The evolutionary path is quite remarkable. Double exclamation point. As the companion star evolves and begins to transform into a red giant, material seeps into the neutron star, and this orbits the neutron star. By spinning, it is now incredibly energetic, and a wind of particles begins to blow out of the neutron star. Then this wind hits the donor star and begins to strip matter, and over time, the mass of the donor star reduces to the mass of a planet, and if more time passes, it disappears completely. So, this is how millisecond pulsars can form. They were not alone at first—they had to be in a pair—but they gradually evaporated away from their comrades, and are now aloof.

This process explains how J0952 became so heavy. Such systems are a boon to scientists like Filippenko and his colleagues who are keen to weigh neutron stars accurately. The trick is to find binary systems of neutron stars in which the companion star is small but not too small to be detected. Of the dozens of Black Widow pulsars the team has studied over the years, only six met these criteria.

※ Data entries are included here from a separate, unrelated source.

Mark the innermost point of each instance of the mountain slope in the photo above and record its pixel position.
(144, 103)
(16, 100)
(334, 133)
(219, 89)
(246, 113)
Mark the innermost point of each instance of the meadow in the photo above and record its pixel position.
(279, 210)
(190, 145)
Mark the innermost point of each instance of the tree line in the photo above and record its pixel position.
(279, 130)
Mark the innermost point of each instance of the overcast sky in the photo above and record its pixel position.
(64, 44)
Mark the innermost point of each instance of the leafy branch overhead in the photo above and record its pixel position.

Astronomers have measured the velocity of a faint star (a green circle) that has been stripped of almost all of its mass by an unseen companion, a neutron star and a millisecond pulsar, which they determine is the most massive yet and possibly the upper limit of neutron stars.
Zoom / Astronomers have measured the velocity of a faint star (a green circle) that has been stripped of almost all of its mass by an unseen companion, a neutron star and a millisecond pulsar, which they determine is the most massive yet and possibly the upper limit of neutron stars.

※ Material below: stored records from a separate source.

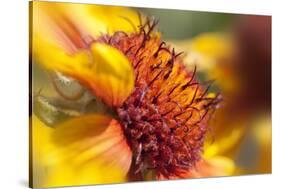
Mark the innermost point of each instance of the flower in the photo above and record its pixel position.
(158, 112)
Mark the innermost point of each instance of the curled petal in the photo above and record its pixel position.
(215, 167)
(113, 74)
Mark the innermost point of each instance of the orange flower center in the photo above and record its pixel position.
(165, 118)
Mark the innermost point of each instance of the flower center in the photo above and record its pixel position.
(165, 118)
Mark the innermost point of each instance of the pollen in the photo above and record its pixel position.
(165, 119)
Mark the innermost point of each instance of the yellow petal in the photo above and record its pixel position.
(90, 149)
(113, 74)
(72, 25)
(223, 144)
(106, 70)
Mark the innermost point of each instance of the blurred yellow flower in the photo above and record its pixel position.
(159, 111)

WM Keck Observatory, Roger W. Romani, Alex Filippenko

J0952’s companion star is 20 times the mass of Jupiter and is orbitally locked in orbit with the pulsar. The side facing J0952 is therefore very hot, with temperatures reaching 6,200 K (10,700 degrees Fahrenheit), making it bright enough to be observed with a large telescope.

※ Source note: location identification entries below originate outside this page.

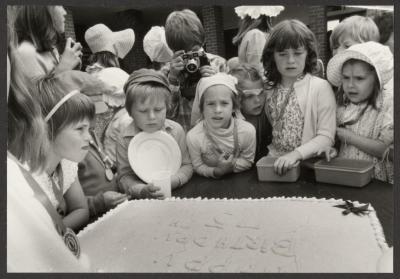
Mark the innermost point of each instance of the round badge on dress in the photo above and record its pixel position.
(72, 242)
(109, 174)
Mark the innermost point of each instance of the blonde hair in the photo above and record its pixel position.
(26, 137)
(183, 30)
(361, 29)
(262, 23)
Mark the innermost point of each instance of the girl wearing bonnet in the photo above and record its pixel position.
(220, 143)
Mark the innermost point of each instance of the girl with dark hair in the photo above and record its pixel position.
(365, 129)
(34, 243)
(39, 30)
(300, 106)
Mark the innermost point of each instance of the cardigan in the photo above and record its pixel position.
(317, 103)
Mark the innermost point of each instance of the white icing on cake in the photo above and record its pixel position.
(234, 235)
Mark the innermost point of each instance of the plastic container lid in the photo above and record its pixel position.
(343, 164)
(266, 162)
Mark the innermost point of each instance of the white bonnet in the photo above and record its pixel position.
(373, 53)
(155, 45)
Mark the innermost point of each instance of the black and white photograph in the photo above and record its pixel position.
(200, 138)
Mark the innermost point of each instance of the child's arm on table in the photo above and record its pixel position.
(326, 124)
(224, 166)
(104, 201)
(185, 172)
(373, 147)
(246, 156)
(78, 211)
(193, 145)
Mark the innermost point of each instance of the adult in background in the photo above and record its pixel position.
(107, 48)
(39, 30)
(253, 33)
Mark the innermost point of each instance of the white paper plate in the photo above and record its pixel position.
(153, 152)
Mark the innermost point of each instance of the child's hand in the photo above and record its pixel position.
(329, 153)
(175, 182)
(71, 56)
(224, 165)
(176, 64)
(206, 71)
(343, 134)
(149, 191)
(112, 199)
(286, 162)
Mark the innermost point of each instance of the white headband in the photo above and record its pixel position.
(60, 103)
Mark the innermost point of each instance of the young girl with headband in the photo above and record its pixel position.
(68, 119)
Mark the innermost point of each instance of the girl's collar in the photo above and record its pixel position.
(299, 78)
(220, 132)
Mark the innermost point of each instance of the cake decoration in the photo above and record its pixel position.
(351, 208)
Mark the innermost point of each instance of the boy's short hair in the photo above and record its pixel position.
(245, 72)
(184, 30)
(384, 22)
(360, 28)
(235, 102)
(146, 83)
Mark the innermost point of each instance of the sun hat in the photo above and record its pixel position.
(146, 75)
(100, 38)
(155, 45)
(373, 53)
(87, 84)
(216, 79)
(115, 77)
(205, 83)
(256, 11)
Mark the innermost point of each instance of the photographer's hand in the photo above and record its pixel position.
(207, 71)
(71, 56)
(177, 65)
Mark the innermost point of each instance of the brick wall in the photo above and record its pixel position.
(69, 25)
(212, 19)
(318, 25)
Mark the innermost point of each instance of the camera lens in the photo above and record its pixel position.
(192, 66)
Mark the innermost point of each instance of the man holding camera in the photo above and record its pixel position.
(185, 36)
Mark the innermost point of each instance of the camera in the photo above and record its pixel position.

Filpenko et al. He’s spent the past four years making six observations of J0952 using the 10-meter Keck Telescope in Hawaii to catch the companion star at specific points in its 6.4-hour orbit around the pulsar. They then compared the resulting spectra to the spectra of Sun-like stars to determine the orbital velocity. This, in turn, allowed them to calculate the mass of the pulsar.

Finding more of these systems will help put more constraints on the upper bound on how large neutron stars can become before collapsing into black holes, as well as fanning out competing theories about the nature of quark soup in their cores. “We can continue to search for black widows and similar neutron stars skating close to the edge of the black hole,” Filipenko said. “But if we don’t find any, it adds to the argument that 2.3 solar masses is the true limit, after which they become black holes.”

DOI: The Astrophysical Journal Letters, 2022. 10.3847 / 2041-8213 / ac8007 (About DOIs).